Infrintia has three runtime surfaces: the broker, the host agent, and the SDK.

Broker

The FastAPI broker owns user accounts, API keys, credit balances, model metadata, host registration, job state, streaming, metrics, and billing. Business logic lives in app.marketplace and route modules under app.routes keep the HTTP surface thin.

Job execution follows this flow:

  1. A user submits a model or equation job.

  2. The broker reserves estimated credits and selects the cheapest compatible idle host.

  3. The host claims the job with its host token.

  4. The host streams chunks back to the broker.

  5. The broker relays chunks to the user through Server-Sent Events.

  6. Completion captures the final cost and refunds excess reserved credits.

Host Agent

The host agent detects CUDA, Apple MPS, or CPU capabilities and registers the models it can serve. host_agent.runtime.HostRuntime owns backend selection and delegates execution to HuggingFace, LangChain, or subprocess-isolated worker backends.

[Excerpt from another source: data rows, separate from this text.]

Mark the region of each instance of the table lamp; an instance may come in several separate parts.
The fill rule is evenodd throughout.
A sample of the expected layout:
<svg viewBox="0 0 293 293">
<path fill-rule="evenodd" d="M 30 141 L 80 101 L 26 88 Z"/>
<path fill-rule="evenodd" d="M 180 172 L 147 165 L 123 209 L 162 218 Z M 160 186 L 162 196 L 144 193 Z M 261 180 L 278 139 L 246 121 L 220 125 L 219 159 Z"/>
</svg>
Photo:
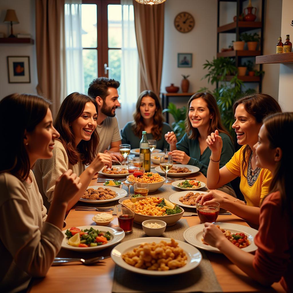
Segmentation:
<svg viewBox="0 0 293 293">
<path fill-rule="evenodd" d="M 6 11 L 6 15 L 5 16 L 4 22 L 6 23 L 10 23 L 11 25 L 10 35 L 8 38 L 16 38 L 13 34 L 13 30 L 12 29 L 13 23 L 19 23 L 19 22 L 17 19 L 17 17 L 15 13 L 15 11 L 13 9 L 7 9 Z"/>
</svg>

Worker isolation is handled by host_agent.worker_manager.WorkerManager. Each model can run in its own virtual environment, which lets hosts keep model dependencies isolated and optionally warm between jobs.

SDK

sdk.compute.ComputeClient and sdk.compute.AsyncComputeClient wrap broker HTTP endpoints for user-facing workflows: credits, key rotation, model listing, job submission, polling, cancellation, and token streaming.

Deployment

The production shape targets Google Cloud Run for the broker, Cloud SQL for PostgreSQL, Memorystore for Redis, Artifact Registry for images, and Secret Manager for sensitive configuration.